This is one of the most useful things you have to do on servers that have been running a while and have filled up the mountpoint. So, one of the first things I do is run df -h command.
df -h
This command will give you the mount points and the percent of used space. This way you can tell where you need to start your actual investigation. See, unix/linux is a layered mounting system. At least, that is how I look at it. This layered approach allows you to overlay mount points as a directory. Well, this is like a link dir command I am not going to get into this to deep. Suffice it to say, it allows a path to point to other locations and not just one disk system. This is also possible in windows; however, that is again out of scope. Understanding this layering allows you to focus on the disk and mountpoint that is the fullest. Ok so, it may not just be the root file system on disk 1. It may be a mountpoint like /opt that is actually full. See, df -h helps you focus in on the key disk that is full.

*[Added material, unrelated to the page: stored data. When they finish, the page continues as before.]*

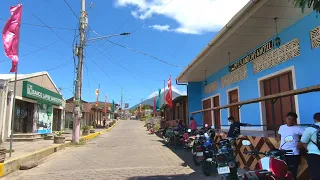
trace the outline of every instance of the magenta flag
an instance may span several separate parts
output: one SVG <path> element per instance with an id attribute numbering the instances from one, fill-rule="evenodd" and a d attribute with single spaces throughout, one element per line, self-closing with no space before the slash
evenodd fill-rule
<path id="1" fill-rule="evenodd" d="M 2 30 L 2 41 L 5 55 L 12 60 L 10 72 L 17 72 L 22 4 L 11 6 L 10 13 L 11 17 Z"/>
<path id="2" fill-rule="evenodd" d="M 156 113 L 157 111 L 157 96 L 154 96 L 153 98 L 153 113 Z"/>

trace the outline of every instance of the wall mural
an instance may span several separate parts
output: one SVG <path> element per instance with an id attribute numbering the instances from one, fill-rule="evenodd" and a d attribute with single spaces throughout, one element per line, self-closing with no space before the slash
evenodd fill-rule
<path id="1" fill-rule="evenodd" d="M 52 126 L 52 114 L 51 112 L 52 106 L 47 104 L 37 104 L 37 133 L 46 134 L 51 133 Z"/>

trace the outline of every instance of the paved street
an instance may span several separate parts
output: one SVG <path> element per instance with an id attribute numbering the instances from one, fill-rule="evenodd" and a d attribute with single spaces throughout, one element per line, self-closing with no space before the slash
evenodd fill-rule
<path id="1" fill-rule="evenodd" d="M 163 146 L 148 135 L 143 122 L 121 121 L 85 146 L 71 147 L 46 158 L 38 167 L 17 171 L 6 180 L 88 179 L 220 179 L 193 167 L 190 152 Z"/>

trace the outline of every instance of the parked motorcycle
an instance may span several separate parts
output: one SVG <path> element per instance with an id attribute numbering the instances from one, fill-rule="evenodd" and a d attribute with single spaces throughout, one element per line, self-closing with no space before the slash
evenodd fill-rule
<path id="1" fill-rule="evenodd" d="M 192 134 L 191 129 L 187 129 L 187 131 L 183 134 L 183 137 L 180 138 L 180 142 L 184 149 L 189 149 L 192 148 L 195 139 L 196 136 Z"/>
<path id="2" fill-rule="evenodd" d="M 214 142 L 214 137 L 216 133 L 214 130 L 214 126 L 211 127 L 211 129 L 205 133 L 206 137 L 206 142 L 204 144 L 204 161 L 202 161 L 201 166 L 202 166 L 202 171 L 206 176 L 211 175 L 211 170 L 212 170 L 212 165 L 216 167 L 216 153 L 217 153 L 217 148 Z"/>
<path id="3" fill-rule="evenodd" d="M 293 136 L 287 136 L 285 143 L 292 142 Z M 242 141 L 242 145 L 249 146 L 251 142 L 248 140 Z M 284 161 L 287 154 L 292 154 L 292 150 L 272 149 L 269 152 L 263 153 L 259 151 L 245 151 L 249 155 L 264 155 L 256 165 L 255 171 L 246 172 L 243 176 L 244 180 L 294 180 L 294 177 Z"/>
<path id="4" fill-rule="evenodd" d="M 235 160 L 232 142 L 237 138 L 221 139 L 215 160 L 218 174 L 226 180 L 238 180 L 238 163 Z"/>
<path id="5" fill-rule="evenodd" d="M 196 138 L 194 140 L 193 146 L 191 148 L 191 153 L 193 155 L 193 162 L 196 166 L 200 165 L 200 162 L 204 160 L 204 143 L 205 135 L 203 130 L 198 130 Z"/>

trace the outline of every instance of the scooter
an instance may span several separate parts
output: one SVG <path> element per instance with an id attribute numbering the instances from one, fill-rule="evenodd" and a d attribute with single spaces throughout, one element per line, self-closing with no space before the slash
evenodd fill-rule
<path id="1" fill-rule="evenodd" d="M 293 136 L 287 136 L 285 143 L 292 142 Z M 243 140 L 242 145 L 250 146 L 251 142 Z M 294 180 L 294 177 L 284 161 L 284 156 L 292 153 L 292 150 L 272 149 L 263 153 L 258 151 L 245 151 L 248 155 L 264 155 L 256 165 L 255 171 L 246 172 L 244 180 Z"/>
<path id="2" fill-rule="evenodd" d="M 183 134 L 183 137 L 180 138 L 180 142 L 184 149 L 189 149 L 193 146 L 195 139 L 196 136 L 191 134 L 191 129 L 187 129 L 187 131 Z"/>

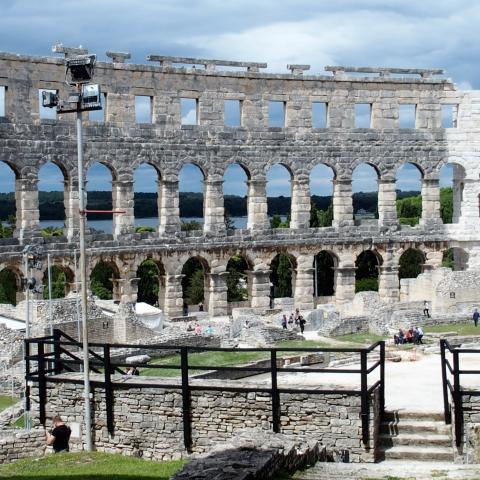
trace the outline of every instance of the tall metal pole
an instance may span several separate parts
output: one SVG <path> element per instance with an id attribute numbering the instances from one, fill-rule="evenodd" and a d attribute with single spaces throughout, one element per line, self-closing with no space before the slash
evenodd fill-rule
<path id="1" fill-rule="evenodd" d="M 50 324 L 50 335 L 53 335 L 53 319 L 52 319 L 52 267 L 50 263 L 50 254 L 47 254 L 48 268 L 48 322 Z"/>
<path id="2" fill-rule="evenodd" d="M 26 248 L 26 247 L 25 247 Z M 24 258 L 24 275 L 25 275 L 25 338 L 30 338 L 30 288 L 28 286 L 28 253 L 25 253 Z M 27 355 L 28 350 L 25 352 Z M 24 356 L 25 356 L 24 355 Z M 26 367 L 26 365 L 25 365 Z M 25 385 L 25 428 L 30 430 L 30 386 L 28 385 L 28 380 Z"/>
<path id="3" fill-rule="evenodd" d="M 78 303 L 80 297 L 78 293 L 78 271 L 77 271 L 77 249 L 73 251 L 73 265 L 75 269 L 74 278 L 75 278 L 75 309 L 77 311 L 77 338 L 80 342 L 82 340 L 82 322 L 80 321 L 80 304 Z"/>
<path id="4" fill-rule="evenodd" d="M 80 107 L 80 105 L 79 105 Z M 83 133 L 82 112 L 77 111 L 77 151 L 78 151 L 78 207 L 80 219 L 80 286 L 82 305 L 83 335 L 83 386 L 85 397 L 85 447 L 92 450 L 92 417 L 90 409 L 90 367 L 88 358 L 87 325 L 87 262 L 85 258 L 85 198 L 83 192 Z"/>

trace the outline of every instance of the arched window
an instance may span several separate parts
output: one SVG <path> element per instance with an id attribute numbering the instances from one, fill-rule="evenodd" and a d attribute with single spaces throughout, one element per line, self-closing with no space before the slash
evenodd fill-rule
<path id="1" fill-rule="evenodd" d="M 372 250 L 363 251 L 355 261 L 355 292 L 378 291 L 380 260 Z"/>
<path id="2" fill-rule="evenodd" d="M 38 172 L 40 226 L 44 236 L 64 234 L 65 177 L 60 168 L 48 162 Z"/>
<path id="3" fill-rule="evenodd" d="M 447 163 L 440 170 L 440 216 L 443 223 L 458 223 L 462 216 L 465 169 Z"/>
<path id="4" fill-rule="evenodd" d="M 101 163 L 94 163 L 87 171 L 87 209 L 112 210 L 112 171 Z M 88 226 L 94 230 L 112 233 L 112 215 L 89 213 Z"/>
<path id="5" fill-rule="evenodd" d="M 272 228 L 288 228 L 292 208 L 292 175 L 280 164 L 267 172 L 268 215 Z"/>
<path id="6" fill-rule="evenodd" d="M 314 297 L 331 297 L 335 295 L 335 267 L 338 259 L 330 252 L 322 250 L 313 261 L 313 295 Z"/>
<path id="7" fill-rule="evenodd" d="M 396 173 L 397 217 L 403 225 L 417 225 L 422 217 L 422 172 L 404 163 Z"/>
<path id="8" fill-rule="evenodd" d="M 238 163 L 229 165 L 223 174 L 225 225 L 228 230 L 247 228 L 249 178 L 249 172 Z"/>
<path id="9" fill-rule="evenodd" d="M 12 237 L 15 230 L 15 177 L 14 170 L 0 161 L 0 238 Z"/>
<path id="10" fill-rule="evenodd" d="M 352 172 L 353 213 L 360 222 L 378 218 L 378 172 L 362 163 Z"/>
<path id="11" fill-rule="evenodd" d="M 315 165 L 310 172 L 310 227 L 329 227 L 333 221 L 334 172 L 327 165 Z"/>
<path id="12" fill-rule="evenodd" d="M 204 221 L 204 180 L 202 170 L 187 163 L 179 174 L 182 230 L 201 230 Z"/>
<path id="13" fill-rule="evenodd" d="M 417 278 L 422 273 L 425 255 L 420 250 L 409 248 L 398 261 L 398 278 Z"/>
<path id="14" fill-rule="evenodd" d="M 270 264 L 271 298 L 293 297 L 296 261 L 291 255 L 279 253 Z"/>
<path id="15" fill-rule="evenodd" d="M 155 167 L 142 163 L 133 174 L 135 231 L 154 232 L 158 221 L 158 181 Z"/>

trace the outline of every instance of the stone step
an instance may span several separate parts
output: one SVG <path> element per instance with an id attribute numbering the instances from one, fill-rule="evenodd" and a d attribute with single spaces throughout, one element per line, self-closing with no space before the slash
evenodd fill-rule
<path id="1" fill-rule="evenodd" d="M 397 445 L 410 445 L 410 446 L 440 446 L 449 448 L 452 446 L 452 438 L 450 435 L 443 434 L 411 434 L 400 433 L 398 435 L 379 435 L 378 440 L 380 445 L 384 447 L 394 447 Z"/>
<path id="2" fill-rule="evenodd" d="M 385 460 L 422 460 L 422 461 L 453 461 L 453 449 L 437 446 L 408 446 L 380 447 L 379 459 Z"/>
<path id="3" fill-rule="evenodd" d="M 380 433 L 398 435 L 400 433 L 437 433 L 440 435 L 450 435 L 450 425 L 432 420 L 400 420 L 399 422 L 382 422 L 380 424 Z"/>
<path id="4" fill-rule="evenodd" d="M 466 480 L 480 478 L 478 465 L 455 465 L 453 462 L 424 462 L 412 460 L 387 460 L 381 463 L 317 463 L 299 472 L 295 480 Z"/>
<path id="5" fill-rule="evenodd" d="M 415 419 L 443 422 L 445 420 L 443 412 L 422 412 L 414 410 L 385 410 L 383 418 L 385 421 Z"/>

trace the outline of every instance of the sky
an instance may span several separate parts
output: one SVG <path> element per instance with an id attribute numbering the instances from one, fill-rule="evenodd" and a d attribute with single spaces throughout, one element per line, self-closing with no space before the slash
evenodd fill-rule
<path id="1" fill-rule="evenodd" d="M 325 65 L 434 67 L 446 69 L 459 88 L 480 88 L 475 0 L 0 0 L 0 10 L 0 49 L 13 53 L 51 55 L 51 46 L 61 42 L 82 45 L 100 60 L 107 50 L 128 51 L 135 63 L 163 54 L 267 62 L 272 72 L 306 63 L 313 74 Z M 149 114 L 148 105 L 139 109 Z M 186 122 L 194 121 L 191 108 L 183 114 Z M 362 168 L 354 191 L 376 189 L 374 176 Z M 12 189 L 7 169 L 0 163 L 0 192 Z M 241 173 L 227 174 L 226 193 L 244 194 Z M 94 168 L 89 188 L 109 188 L 108 176 Z M 138 191 L 155 190 L 151 175 L 137 176 L 143 178 Z M 268 179 L 270 194 L 289 194 L 289 176 L 281 167 Z M 45 189 L 58 183 L 53 174 L 40 180 Z M 180 182 L 184 191 L 201 189 L 193 167 Z M 397 185 L 408 190 L 414 183 L 412 169 Z M 313 176 L 312 193 L 329 189 L 327 176 Z"/>

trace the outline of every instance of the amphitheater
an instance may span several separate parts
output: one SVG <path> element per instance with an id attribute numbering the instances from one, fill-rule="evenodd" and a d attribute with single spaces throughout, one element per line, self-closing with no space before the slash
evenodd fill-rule
<path id="1" fill-rule="evenodd" d="M 66 56 L 78 53 L 85 51 L 65 49 Z M 129 306 L 135 304 L 137 269 L 144 260 L 152 259 L 160 272 L 159 308 L 167 320 L 182 317 L 182 269 L 190 258 L 197 258 L 205 271 L 206 314 L 211 319 L 226 317 L 233 307 L 227 301 L 227 264 L 237 255 L 248 264 L 248 302 L 242 307 L 255 318 L 272 314 L 272 306 L 282 305 L 313 312 L 309 313 L 312 323 L 318 320 L 315 311 L 322 312 L 322 318 L 332 311 L 340 314 L 340 320 L 342 313 L 344 320 L 346 313 L 361 317 L 361 328 L 348 318 L 329 330 L 349 333 L 348 329 L 367 328 L 364 317 L 373 315 L 379 305 L 385 313 L 383 327 L 395 327 L 387 324 L 397 307 L 420 309 L 424 301 L 431 302 L 432 313 L 445 322 L 448 316 L 457 319 L 471 314 L 479 301 L 480 286 L 480 92 L 458 90 L 442 70 L 434 69 L 330 66 L 322 75 L 311 75 L 309 65 L 288 65 L 289 73 L 274 74 L 266 71 L 263 63 L 150 55 L 147 64 L 131 64 L 129 55 L 122 52 L 107 52 L 107 57 L 111 61 L 97 62 L 95 70 L 95 81 L 106 95 L 104 121 L 84 118 L 85 166 L 88 169 L 100 162 L 109 169 L 113 209 L 123 214 L 114 215 L 112 234 L 88 233 L 87 262 L 89 272 L 98 262 L 113 267 L 113 298 L 120 312 L 129 312 Z M 26 245 L 37 245 L 42 256 L 50 254 L 53 264 L 65 272 L 68 293 L 75 289 L 74 250 L 78 249 L 76 126 L 69 114 L 40 118 L 39 107 L 42 90 L 67 96 L 64 59 L 0 53 L 0 72 L 4 98 L 0 161 L 15 174 L 16 199 L 14 236 L 0 239 L 0 271 L 9 269 L 15 274 L 17 300 L 23 300 L 22 252 Z M 149 99 L 148 123 L 136 122 L 137 97 Z M 195 102 L 195 125 L 182 124 L 183 99 Z M 238 102 L 238 126 L 225 125 L 227 100 Z M 283 109 L 282 127 L 270 125 L 271 102 Z M 312 120 L 313 104 L 324 105 L 322 127 Z M 359 104 L 369 106 L 369 128 L 356 124 Z M 414 108 L 412 128 L 400 128 L 404 105 Z M 442 124 L 445 108 L 452 112 L 447 128 Z M 48 162 L 64 175 L 65 228 L 63 236 L 44 238 L 38 180 L 40 169 Z M 401 225 L 397 218 L 396 176 L 406 163 L 421 174 L 422 217 L 416 226 Z M 159 222 L 150 233 L 135 232 L 133 179 L 142 164 L 154 167 L 158 181 Z M 199 167 L 204 177 L 201 232 L 180 229 L 179 172 L 186 164 Z M 224 172 L 232 164 L 239 165 L 248 178 L 247 225 L 235 230 L 225 226 L 223 190 Z M 270 227 L 267 172 L 275 164 L 284 166 L 291 177 L 289 228 Z M 333 171 L 333 223 L 311 228 L 310 174 L 318 164 Z M 362 164 L 373 167 L 378 177 L 378 219 L 368 221 L 355 218 L 353 211 L 352 172 Z M 440 170 L 448 164 L 453 165 L 453 221 L 443 224 Z M 409 249 L 422 253 L 423 273 L 400 281 L 400 257 Z M 454 252 L 453 271 L 442 268 L 443 253 L 448 249 Z M 379 288 L 375 296 L 355 294 L 355 262 L 366 251 L 377 259 Z M 328 298 L 318 297 L 314 291 L 314 259 L 320 252 L 328 253 L 334 269 L 334 293 Z M 289 256 L 293 267 L 292 298 L 272 305 L 271 264 L 280 253 Z M 45 268 L 46 262 L 33 271 L 39 282 Z M 58 308 L 61 313 L 63 307 Z M 382 318 L 376 321 L 375 327 L 382 330 L 378 325 Z M 148 335 L 147 330 L 134 330 L 131 324 L 113 326 L 112 335 L 100 340 L 137 341 Z M 79 415 L 75 388 L 67 382 L 62 389 L 67 404 L 72 404 L 72 416 L 73 412 Z M 35 391 L 33 395 L 47 395 L 53 404 L 48 409 L 59 401 L 52 392 Z M 158 401 L 170 405 L 167 396 L 153 399 L 152 405 Z M 292 396 L 291 401 L 301 405 L 302 398 Z M 346 407 L 344 401 L 337 398 L 330 405 L 335 405 L 334 411 L 360 408 L 356 403 Z M 374 418 L 379 415 L 378 401 L 370 405 Z M 194 400 L 200 410 L 205 409 L 204 402 Z M 315 408 L 321 409 L 319 402 Z M 471 402 L 475 410 L 473 397 Z M 260 405 L 255 408 L 261 410 Z M 243 404 L 235 407 L 244 408 Z M 469 428 L 477 421 L 475 415 L 471 417 Z M 212 421 L 218 423 L 217 418 Z M 345 429 L 347 436 L 351 434 L 345 425 L 354 425 L 352 438 L 358 445 L 344 440 L 340 446 L 350 448 L 353 461 L 373 461 L 374 454 L 361 443 L 357 423 L 342 423 L 341 415 L 336 421 L 328 435 L 337 428 L 344 438 Z M 377 434 L 375 425 L 369 429 L 370 435 Z M 308 433 L 308 425 L 300 430 Z M 122 437 L 127 446 L 130 434 Z M 115 442 L 109 444 L 105 439 L 108 434 L 102 435 L 104 443 L 99 438 L 98 445 L 107 451 L 114 448 Z M 477 445 L 474 436 L 468 437 L 471 445 Z M 197 451 L 203 451 L 201 445 L 200 441 Z M 148 456 L 155 458 L 157 453 Z M 166 454 L 158 455 L 163 458 Z"/>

So, running df -h like below:
df -h
This will output something like this below
root@word-02:~# df -h
Filesystem Size Used Avail Use% Mounted on
udev 3.9G 0 3.9G 0% /dev
tmpfs 795M 548K 794M 1% /run
/dev/sda1 32G 3.4G 27G 12% /
tmpfs 3.9G 136K 3.9G 1% /dev/shm
tmpfs 5.0M 0 5.0M 0% /run/lock
/dev/sda15 124M 12M 113M 10% /boot/efi
tmpfs 795M 0 795M 0% /run/user/1000
Now du Command
So, once you have identified the location you want to focus on you can go to the dir with cd command and run du command like this one below:
du -ah | sort -hr | head -5
This will produce an output like below:
root@word-02:~# cd /
root@word-02:/# du -ah | sort -hr | head -5
du: cannot access ‘./proc/46911/task/46911/fd/4’: No such file or directory
du: cannot access ‘./proc/46911/task/46911/fdinfo/4’: No such file or directory
du: cannot access ‘./proc/46911/fd/3’: No such file or directory
du: cannot access ‘./proc/46911/fdinfo/3’: No such file or directory
3.4G .
2.8G ./usr
1.2G ./usr/local/lsws
1.2G ./usr/local
961M ./usr/lib
See, from this command now you know you can focus on /usr dir. Which makes sense in this above example because that is the location where the web for this site is running. So see, this gives you a quick way to find where space is used!